In a constantly evolving world such as Vana’diel, there is one thing there will never be a shortage of, and that is download time. After an exhaustive installation period, you will face at least another 20 minutes of file updating. That is, if you avoided trying to log in during monthly or emergency maintenance of a server. Despite the downtime (or, perhaps, because of it) players remain faithful to this Final Fantasy religion. Square Enix, with their constant updates, are continually tweaking and rebalancing original elements, while frequently injecting new gameplay content.

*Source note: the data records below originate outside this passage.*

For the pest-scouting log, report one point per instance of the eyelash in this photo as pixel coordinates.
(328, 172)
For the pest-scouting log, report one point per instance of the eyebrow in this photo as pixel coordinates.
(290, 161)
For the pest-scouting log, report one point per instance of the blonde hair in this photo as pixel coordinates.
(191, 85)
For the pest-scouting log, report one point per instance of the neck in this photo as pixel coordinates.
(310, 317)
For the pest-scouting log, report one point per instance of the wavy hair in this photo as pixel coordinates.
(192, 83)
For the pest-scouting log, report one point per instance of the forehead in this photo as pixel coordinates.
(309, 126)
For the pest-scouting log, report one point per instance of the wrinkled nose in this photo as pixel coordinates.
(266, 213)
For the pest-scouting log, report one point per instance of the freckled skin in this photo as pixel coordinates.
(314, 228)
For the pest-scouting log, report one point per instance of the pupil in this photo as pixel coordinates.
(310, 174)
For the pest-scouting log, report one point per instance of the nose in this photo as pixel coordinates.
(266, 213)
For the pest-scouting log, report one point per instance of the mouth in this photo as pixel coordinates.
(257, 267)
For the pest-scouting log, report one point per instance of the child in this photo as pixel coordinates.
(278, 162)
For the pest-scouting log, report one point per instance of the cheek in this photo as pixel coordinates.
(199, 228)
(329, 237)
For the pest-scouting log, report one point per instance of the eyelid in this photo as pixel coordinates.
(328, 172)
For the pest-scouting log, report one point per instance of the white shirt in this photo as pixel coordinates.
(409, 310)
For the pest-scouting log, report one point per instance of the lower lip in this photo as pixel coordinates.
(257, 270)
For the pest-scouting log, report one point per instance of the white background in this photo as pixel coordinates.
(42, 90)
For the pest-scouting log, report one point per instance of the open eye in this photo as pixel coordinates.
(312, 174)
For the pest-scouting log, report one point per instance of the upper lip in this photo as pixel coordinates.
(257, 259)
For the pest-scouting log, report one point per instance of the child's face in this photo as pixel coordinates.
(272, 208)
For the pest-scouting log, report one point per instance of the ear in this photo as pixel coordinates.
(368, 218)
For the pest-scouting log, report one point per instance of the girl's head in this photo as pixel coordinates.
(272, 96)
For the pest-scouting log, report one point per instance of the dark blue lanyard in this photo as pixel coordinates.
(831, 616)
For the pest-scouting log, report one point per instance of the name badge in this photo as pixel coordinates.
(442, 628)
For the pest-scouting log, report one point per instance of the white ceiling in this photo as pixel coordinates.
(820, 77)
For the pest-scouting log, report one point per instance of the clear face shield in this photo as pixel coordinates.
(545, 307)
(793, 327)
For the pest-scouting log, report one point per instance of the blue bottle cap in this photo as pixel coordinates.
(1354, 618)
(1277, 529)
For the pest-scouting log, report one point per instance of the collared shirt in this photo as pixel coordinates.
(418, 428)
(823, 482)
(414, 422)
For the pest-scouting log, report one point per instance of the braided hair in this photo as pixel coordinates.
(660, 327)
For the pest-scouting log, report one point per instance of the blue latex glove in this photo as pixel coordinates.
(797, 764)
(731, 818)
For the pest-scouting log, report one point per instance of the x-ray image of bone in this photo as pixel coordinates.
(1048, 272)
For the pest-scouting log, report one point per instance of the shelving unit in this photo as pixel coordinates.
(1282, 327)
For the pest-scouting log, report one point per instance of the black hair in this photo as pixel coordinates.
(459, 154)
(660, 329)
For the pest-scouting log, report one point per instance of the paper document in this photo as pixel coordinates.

Instead of haphazardly tossing in a few new missions or trite tidbits of equipment, these updates strongly consider the voiced desires of the player community. In response to public outcry, Player vs. Player battles have been added, albeit in non-lethal terms, for a decidedly conflict hungry American audience. An alternate reality plane known as Dynamis exists to further challenge characters level 64 and above. And in Japan (I’m not making this up) there is clothing, equipment, and services available to carry out wedding ceremonies.
All of this open communication between the players and the producers has served to spawn over 1,000 registered Community Sites on the web. That’s a whole lotta love translated into this particular MMORPG community, which likewise translates into helpful, dedicated players building a strong online experience for one another. In games with essentially player-driven storylines, this is key.